NEW ULM - The out-of-whack Section 8 Housing Choice Voucher Program is slowly but surely curing itself, the New Ulm Economic Development Authority learned Tuesday.
EDA commissioners also learned that after a lengthy staff review, the decision was made not to take over the management responsibilities for the two Garden Terrace apartment buildings because it "isn't worth it," Assistant Executive Director Tom MacAulay said.
For the voucher program, there now is a light at the end of the tunnel, MacAulay said.
With an increase of over $2,200 in HUD's reimbursement payments in 2009 and the reduction in the number of vouchers issued, "we're getting close to zero. Our aim was to get that down to zero," MacAulay said.

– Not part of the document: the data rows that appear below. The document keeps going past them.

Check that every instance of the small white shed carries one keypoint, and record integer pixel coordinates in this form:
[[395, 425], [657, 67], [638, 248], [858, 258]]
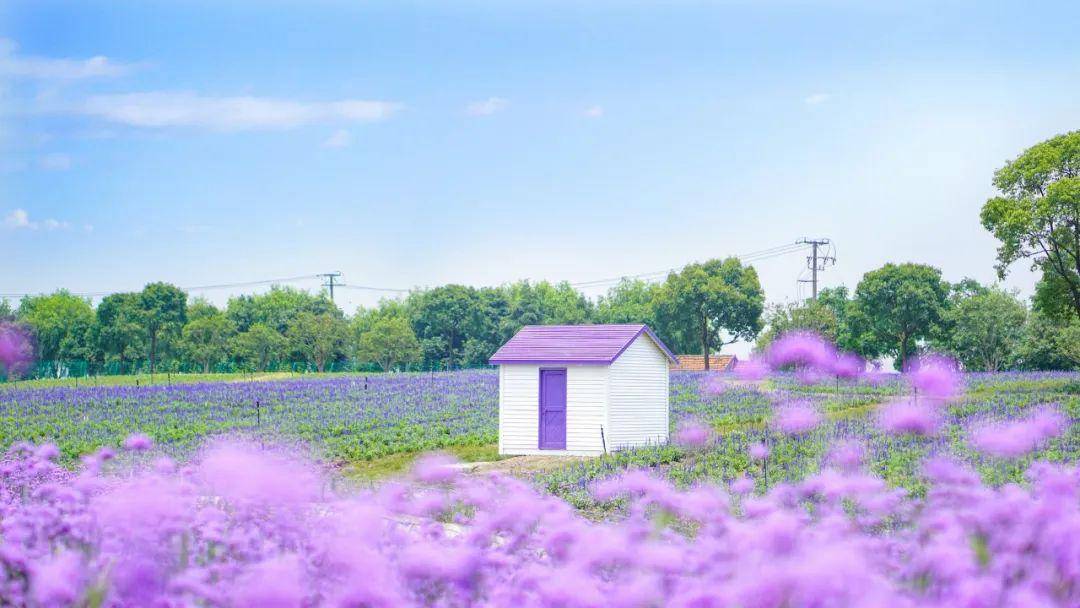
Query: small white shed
[[582, 389]]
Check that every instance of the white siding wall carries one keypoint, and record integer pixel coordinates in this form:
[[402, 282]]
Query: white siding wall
[[638, 408], [586, 392]]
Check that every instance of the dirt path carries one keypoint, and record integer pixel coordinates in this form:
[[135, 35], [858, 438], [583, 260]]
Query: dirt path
[[523, 465]]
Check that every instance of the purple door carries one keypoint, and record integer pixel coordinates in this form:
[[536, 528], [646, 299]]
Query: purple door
[[553, 409]]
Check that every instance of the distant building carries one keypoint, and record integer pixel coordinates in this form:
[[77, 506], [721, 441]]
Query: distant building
[[582, 389], [697, 363]]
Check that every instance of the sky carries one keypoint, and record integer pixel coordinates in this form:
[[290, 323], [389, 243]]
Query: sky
[[416, 144]]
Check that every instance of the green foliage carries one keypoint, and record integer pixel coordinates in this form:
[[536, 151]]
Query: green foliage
[[120, 334], [631, 300], [257, 347], [162, 310], [895, 308], [812, 315], [206, 338], [1050, 343], [986, 328], [390, 342], [709, 305], [277, 308], [319, 337], [62, 323], [1037, 217]]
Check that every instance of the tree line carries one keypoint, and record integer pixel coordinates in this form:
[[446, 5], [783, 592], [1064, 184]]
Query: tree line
[[898, 310], [161, 328]]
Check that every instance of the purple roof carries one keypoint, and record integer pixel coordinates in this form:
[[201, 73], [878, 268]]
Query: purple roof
[[572, 343]]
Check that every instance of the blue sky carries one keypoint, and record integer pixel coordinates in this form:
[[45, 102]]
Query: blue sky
[[414, 144]]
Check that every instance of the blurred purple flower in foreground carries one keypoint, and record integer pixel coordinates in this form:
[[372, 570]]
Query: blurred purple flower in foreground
[[905, 417], [801, 349], [241, 526], [1013, 440], [138, 442], [751, 369]]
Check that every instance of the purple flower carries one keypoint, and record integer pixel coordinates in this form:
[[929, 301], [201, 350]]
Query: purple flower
[[138, 442], [908, 418], [935, 377], [759, 451], [796, 418], [691, 434], [801, 349], [1013, 440], [751, 369]]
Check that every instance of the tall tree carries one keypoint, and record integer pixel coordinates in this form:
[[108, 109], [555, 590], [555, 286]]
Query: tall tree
[[390, 342], [716, 301], [258, 346], [630, 301], [1037, 216], [812, 315], [62, 323], [162, 312], [205, 339], [899, 306], [120, 335], [319, 337], [443, 319], [986, 328]]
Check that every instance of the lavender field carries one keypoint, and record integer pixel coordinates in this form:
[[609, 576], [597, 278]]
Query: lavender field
[[338, 417], [780, 489]]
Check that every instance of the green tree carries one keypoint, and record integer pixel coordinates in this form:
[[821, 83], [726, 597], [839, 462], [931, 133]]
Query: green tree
[[443, 320], [320, 338], [1037, 216], [205, 339], [631, 300], [986, 329], [278, 308], [390, 342], [257, 347], [62, 323], [812, 315], [1050, 343], [713, 304], [199, 308], [898, 307], [162, 312], [120, 335]]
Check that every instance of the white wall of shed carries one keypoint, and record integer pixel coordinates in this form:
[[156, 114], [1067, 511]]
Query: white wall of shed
[[586, 409], [638, 411]]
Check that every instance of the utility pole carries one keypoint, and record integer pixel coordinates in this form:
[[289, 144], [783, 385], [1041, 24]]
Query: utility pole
[[817, 262], [329, 281]]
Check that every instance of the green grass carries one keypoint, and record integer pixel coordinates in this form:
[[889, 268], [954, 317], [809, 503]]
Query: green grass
[[399, 463], [166, 378]]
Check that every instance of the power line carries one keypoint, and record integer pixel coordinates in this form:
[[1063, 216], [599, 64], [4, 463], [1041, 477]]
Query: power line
[[329, 281], [331, 278], [815, 262], [751, 256]]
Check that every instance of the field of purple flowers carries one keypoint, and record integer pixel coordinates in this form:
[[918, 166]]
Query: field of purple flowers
[[780, 490], [342, 418]]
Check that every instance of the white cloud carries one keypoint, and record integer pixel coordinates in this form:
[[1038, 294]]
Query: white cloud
[[55, 162], [45, 68], [487, 107], [18, 219], [339, 138], [164, 109]]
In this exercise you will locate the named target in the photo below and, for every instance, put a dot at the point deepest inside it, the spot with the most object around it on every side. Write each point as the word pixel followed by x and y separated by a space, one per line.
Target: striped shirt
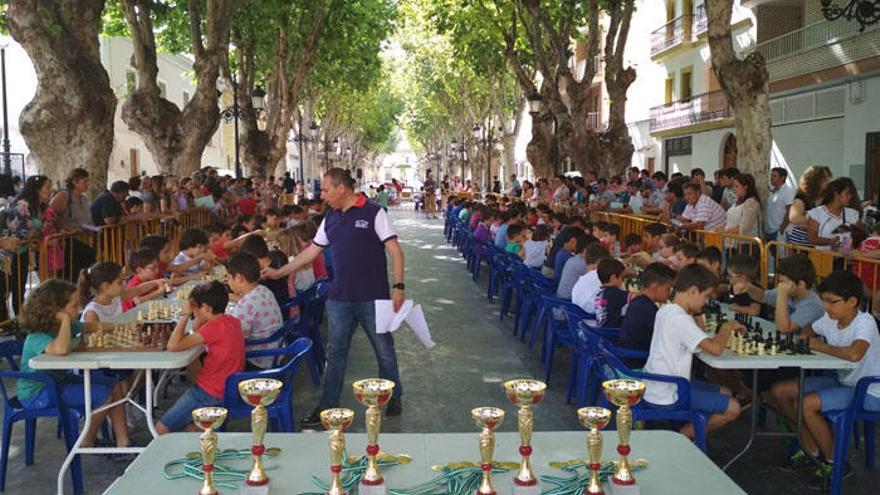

Although the number of vouchers issued dropped to 99 in January and February creating a "loss" of $265 in January and $62 in February, "we're going to hold the program to 100 vouchers. That's what our aim is," MacAulay told the commissioners.
The number of vouchers issued monthly during 2008 hit a low of 100 in December, resulting in expenditures exceeding revenue by $1,837. However, HUD's monthly housing assistance payments totaled $20,865 while HAP expenditures totaled $22,702, a negative difference of $1,837.
"The need is out there, and we have hopes to have the voucher program back on its feet soon," MacAulay said.
After studying the situation with the Garden Terraces' resident managers, "we realized that we wouldn't be saving much, if any, by doing it ourselves," MacAulay said.
City Manager Brian Gramentz, EDA's executive director, noted that fitting managers into the city's pay and benefits schedule would be "nearly impossible because we don't have anyone else who does what they do."
The EDA will stick with Lloyd's as the city's Garden Terraces management firm.
The EDA also approved the staff's choice of Paulsen Architects in Mankato to oversee the EDA's 2009-2010 Broadway Haus Apartment Units remodeling project.
Councilor Ken RockVam cast the lone dissenting vote. He sparked some debate by saying that he felt it shouldn't be necessary to hire an architect for these projects when "we have people here in town who know how it should be done, and we can save some money."
On the affordable housing front, MacAulay reported that there is one potential buyer interested in one of the two "spec" homes the EDA owns in Milford Heights First Addition, just off County State Aid Highway 27 west of North Highland Avenue. The Southwest Minnesota Housing Partnership owns the other two "spec" homes.